Partnerships between prisons and local or foreign universities are becoming a global trend. Well established in the UK, Europe, and growing across Africa, the move is to provide higher education programmes for inmates to ensure their successful reintegration.
Jamaica is about to lead this charge in the Caribbean as its programme to provide university education to inmates in its correctional facilities will soon materialize.
Local media, Jamaican Observer reports that representatives of the Prison to College Pipeline project are planning to visit Jamaica next month to develop talks with the stakeholders involved, that is, The University of the West Indies, Mona, the Department of Correctional Services and others.
The Prison to College Pipeline project is an educational initiative by Dr Baz Dreisinger, an English professor at New York’s John Jay College of Criminal Justice. Its aim is to provide college for incarcerated and formerly incarcerated people to enable them to reintegrate and find jobs upon release.

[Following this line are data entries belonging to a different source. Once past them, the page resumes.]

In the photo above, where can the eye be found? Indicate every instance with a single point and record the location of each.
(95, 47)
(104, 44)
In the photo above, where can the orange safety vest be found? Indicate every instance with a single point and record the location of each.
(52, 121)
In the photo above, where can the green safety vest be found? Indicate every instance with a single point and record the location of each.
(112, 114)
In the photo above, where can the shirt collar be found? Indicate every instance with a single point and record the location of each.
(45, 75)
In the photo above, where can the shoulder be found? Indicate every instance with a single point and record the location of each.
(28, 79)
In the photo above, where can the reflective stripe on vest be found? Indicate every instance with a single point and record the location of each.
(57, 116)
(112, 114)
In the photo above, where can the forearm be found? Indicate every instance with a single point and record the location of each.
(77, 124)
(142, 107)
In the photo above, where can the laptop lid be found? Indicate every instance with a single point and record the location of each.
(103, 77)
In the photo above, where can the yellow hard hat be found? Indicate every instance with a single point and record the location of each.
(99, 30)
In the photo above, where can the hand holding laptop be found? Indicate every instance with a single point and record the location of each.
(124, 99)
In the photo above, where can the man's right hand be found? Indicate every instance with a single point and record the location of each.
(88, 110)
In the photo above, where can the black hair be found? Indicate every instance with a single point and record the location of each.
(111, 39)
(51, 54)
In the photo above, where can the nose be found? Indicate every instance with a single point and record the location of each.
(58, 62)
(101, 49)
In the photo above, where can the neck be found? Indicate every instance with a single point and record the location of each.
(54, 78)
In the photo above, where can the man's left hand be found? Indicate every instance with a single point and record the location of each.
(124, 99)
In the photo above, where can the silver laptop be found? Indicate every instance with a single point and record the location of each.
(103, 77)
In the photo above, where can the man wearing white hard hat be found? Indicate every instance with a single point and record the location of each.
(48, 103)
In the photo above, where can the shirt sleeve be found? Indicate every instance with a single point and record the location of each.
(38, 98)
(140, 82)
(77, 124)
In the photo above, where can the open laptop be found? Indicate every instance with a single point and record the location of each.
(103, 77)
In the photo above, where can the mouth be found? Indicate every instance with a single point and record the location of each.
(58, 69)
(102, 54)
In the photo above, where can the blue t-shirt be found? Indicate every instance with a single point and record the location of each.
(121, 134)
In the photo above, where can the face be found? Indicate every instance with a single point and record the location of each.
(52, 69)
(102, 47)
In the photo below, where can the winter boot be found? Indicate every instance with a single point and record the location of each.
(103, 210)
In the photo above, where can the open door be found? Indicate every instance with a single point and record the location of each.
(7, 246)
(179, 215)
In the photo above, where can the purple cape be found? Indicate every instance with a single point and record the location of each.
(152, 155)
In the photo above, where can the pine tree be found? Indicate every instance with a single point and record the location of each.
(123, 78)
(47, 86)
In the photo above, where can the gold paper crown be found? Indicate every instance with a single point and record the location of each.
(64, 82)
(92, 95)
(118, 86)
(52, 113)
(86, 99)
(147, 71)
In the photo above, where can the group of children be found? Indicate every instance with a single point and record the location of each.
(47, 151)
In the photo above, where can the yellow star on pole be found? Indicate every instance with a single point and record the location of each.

The programme to achieve this in Jamaica should have started a year ago but stalled due to lack of funding. Dr Dreisinger is optimistic that the programme will go on as planned this year.
She added that a fund-raising programme has been launched to secure US$100,000 to fund the start of the Jamaica project.
In East Africa, countries like Uganda and Kenya have already begun prison-university partnership moves through the Africa Prisons Project. West African country Ghana also announced last year that it was introducing measures that will see inmates upgrade their academic qualification through a distance learning program offered by some local universities.